Il nous semble que les COP, depuis celle de Paris qui posa les ambitions climatiques de la communauté internationale, répondent assez bien à la situation quelque que peu absurde décrite par Beckett. Alors que le niveau d'émissions mondiales de GES rend de plus en plus improbable l'atteinte des objectifs visant à contenir le réchauffement climatique global sous la barre des +1,5° C par rapport à l'ère préindustrielle, de nombreux autres éléments incitent au pessimisme.

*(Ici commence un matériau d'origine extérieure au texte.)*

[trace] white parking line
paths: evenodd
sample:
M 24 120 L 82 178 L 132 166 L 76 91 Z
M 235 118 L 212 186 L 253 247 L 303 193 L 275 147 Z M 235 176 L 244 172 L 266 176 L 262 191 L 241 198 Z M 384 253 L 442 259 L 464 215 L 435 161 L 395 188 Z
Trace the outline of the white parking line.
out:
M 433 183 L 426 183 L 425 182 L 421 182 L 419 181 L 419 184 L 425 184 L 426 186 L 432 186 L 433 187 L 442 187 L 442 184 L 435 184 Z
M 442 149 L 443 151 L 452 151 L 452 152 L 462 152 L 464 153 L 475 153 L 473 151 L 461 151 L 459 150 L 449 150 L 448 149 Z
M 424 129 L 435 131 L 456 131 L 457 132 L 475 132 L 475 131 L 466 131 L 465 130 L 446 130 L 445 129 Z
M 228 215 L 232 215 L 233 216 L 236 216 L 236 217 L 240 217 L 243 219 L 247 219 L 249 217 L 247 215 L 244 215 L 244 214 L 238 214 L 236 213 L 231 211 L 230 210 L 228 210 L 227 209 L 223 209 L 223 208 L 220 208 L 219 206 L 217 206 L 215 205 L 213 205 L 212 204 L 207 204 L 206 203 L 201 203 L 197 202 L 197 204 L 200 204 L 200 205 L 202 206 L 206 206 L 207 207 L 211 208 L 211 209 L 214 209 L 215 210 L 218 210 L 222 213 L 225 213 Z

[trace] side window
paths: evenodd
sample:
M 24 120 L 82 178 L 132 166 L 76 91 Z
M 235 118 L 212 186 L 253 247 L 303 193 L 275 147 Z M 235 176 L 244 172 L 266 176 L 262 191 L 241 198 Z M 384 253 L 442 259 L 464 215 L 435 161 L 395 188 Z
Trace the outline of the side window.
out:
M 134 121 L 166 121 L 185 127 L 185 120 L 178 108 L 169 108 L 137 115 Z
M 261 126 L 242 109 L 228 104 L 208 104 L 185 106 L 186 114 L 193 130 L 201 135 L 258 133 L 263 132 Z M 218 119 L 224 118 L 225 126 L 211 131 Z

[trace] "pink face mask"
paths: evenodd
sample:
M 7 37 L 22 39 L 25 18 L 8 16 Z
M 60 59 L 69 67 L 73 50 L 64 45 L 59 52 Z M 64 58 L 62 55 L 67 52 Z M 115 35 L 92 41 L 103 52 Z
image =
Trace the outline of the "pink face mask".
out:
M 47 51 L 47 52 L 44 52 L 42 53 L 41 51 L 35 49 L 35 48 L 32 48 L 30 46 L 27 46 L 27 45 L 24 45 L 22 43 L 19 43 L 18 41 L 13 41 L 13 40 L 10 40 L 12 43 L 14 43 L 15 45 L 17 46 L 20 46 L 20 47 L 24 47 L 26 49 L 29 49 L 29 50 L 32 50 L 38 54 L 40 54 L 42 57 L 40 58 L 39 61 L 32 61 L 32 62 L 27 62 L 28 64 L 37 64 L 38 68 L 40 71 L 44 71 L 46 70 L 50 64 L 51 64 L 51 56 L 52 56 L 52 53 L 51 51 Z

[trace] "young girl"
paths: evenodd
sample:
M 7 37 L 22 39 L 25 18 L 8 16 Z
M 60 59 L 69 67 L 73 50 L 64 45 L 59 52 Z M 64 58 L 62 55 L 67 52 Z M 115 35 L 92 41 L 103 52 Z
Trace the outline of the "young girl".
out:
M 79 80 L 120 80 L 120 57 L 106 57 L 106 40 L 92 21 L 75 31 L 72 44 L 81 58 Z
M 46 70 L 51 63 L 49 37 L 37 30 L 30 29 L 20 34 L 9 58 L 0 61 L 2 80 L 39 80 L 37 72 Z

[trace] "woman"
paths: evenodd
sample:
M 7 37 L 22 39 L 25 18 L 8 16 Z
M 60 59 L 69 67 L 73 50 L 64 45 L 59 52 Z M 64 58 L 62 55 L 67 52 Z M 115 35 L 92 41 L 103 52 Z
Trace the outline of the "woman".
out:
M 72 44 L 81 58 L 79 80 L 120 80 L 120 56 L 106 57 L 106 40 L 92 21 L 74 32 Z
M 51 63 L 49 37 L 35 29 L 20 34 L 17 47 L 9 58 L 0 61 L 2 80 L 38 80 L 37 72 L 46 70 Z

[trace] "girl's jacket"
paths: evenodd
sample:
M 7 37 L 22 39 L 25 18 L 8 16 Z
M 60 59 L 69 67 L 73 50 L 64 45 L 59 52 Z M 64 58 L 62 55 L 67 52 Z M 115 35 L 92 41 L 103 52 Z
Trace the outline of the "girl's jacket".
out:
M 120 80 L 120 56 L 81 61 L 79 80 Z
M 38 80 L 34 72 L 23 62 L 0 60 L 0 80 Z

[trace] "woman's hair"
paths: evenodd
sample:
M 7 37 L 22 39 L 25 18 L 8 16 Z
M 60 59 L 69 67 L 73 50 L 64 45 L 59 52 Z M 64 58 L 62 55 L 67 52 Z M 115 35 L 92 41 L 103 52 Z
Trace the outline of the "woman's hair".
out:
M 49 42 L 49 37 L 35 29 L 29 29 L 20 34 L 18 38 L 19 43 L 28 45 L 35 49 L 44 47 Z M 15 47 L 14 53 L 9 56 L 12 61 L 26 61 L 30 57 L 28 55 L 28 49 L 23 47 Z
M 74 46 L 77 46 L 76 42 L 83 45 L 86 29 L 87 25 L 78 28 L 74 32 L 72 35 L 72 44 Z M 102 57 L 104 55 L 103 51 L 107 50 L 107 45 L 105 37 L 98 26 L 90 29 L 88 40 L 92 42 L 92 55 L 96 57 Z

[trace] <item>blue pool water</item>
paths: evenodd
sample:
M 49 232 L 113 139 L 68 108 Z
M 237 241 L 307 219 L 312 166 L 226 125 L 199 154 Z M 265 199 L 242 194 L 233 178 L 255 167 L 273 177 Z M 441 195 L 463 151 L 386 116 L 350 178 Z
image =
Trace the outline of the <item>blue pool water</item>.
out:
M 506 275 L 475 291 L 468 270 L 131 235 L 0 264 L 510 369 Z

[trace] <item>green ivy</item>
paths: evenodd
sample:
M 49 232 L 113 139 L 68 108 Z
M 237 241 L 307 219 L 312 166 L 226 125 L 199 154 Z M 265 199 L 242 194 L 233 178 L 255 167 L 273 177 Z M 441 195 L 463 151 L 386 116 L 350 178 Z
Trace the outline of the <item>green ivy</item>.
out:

Nous pourrions, d'une part, évoquer les politiques conduites par les États et les groupes pétroliers qui ressemblent à s'y méprendre à une fuite en avant effrénée. Un peu comme si, anticipant un durcissement du contexte réglementaire, économique et/ou géopolitique, ces derniers se hâtaient d'appuyer des projets au potentiel écocidaire inquiétant.
Évoquons, par exemple, l'Angleterre qui a permis l'exploration du champ de Rosebank en Mer du Nord, le rachat de Pionner Natural Resources par Exxon, ou les projets de Total en Afrique. Cette situation se double, d'autre part, d'un contexte géopolitique international particulièrement instable où, au nom de la sauvegarde de leurs économies et de leurs intérêts stratégiques vitaux, les États fortement consommateurs ou producteurs d'énergie fossile semblent vouloir desserrer les contraintes environnementales. Les différents assouplissements, voire renoncements, de l'UE quant à son green deal ou certains sujets liés à la transition, en témoignent.
Quant à la réélection, de moins en moins improbable, de Donald Trump à la Présidence des États-Unis, elle fait planer un spectre des plus menaçants sur les accords internationaux.
Un consensus décisif pour les COP ?
Les comportements des entreprises comme des États sont plutôt conformes à ce que les travaux scientifiques dérivés de la théorie des jeux prévoient. En l'absence d'une autorité supranationale organisatrice dotée de pouvoirs coercitifs, les asymétries d'intérêts et les coûts de coordination et d'opportunité sont tels, qu'ils poussent les acteurs à des actions parfaitement opportunistes guidées par la préservation des intérêts individuels.
Heureusement des travaux, tels ceux de David Carfi et ses coauteurs, montrent que même si les réflexes compétitifs sont aigués, la reconnaissance d'intérêts communs amène les différentes parties prenantes à trouver des compromis qui, s'ils ne révolutionnent pas les équilibres, participent d'une amélioration tendancielle de la situation.
L'erreur fatale consisterait, en effet, à désespérer que les COP puissent un jour aboutir à un consensus décisif, susceptible de nous faire dévier de cette trajectoire collective que les scientifiques annoncent funeste. L'accord sur les causes et dommages annoncé en ouverture de la présente COP est là pour nous rappeler qu'en coulisses, les parties prenantes œuvrent à dépasser leurs divergences pour se donner une chance de parvenir à d'autres avancées.
Des petits pas en attendant la grande enjambée décisive ? Une chose est certaine, la résignation collective façon Vladimir et Estragon signerait la fin définitive de toute ambition climatique et, par extension, des politiques environnementales. En dépit de nos légitimes déceptions, il faut toujours espérer que Godot sera bien présent à Dubaï.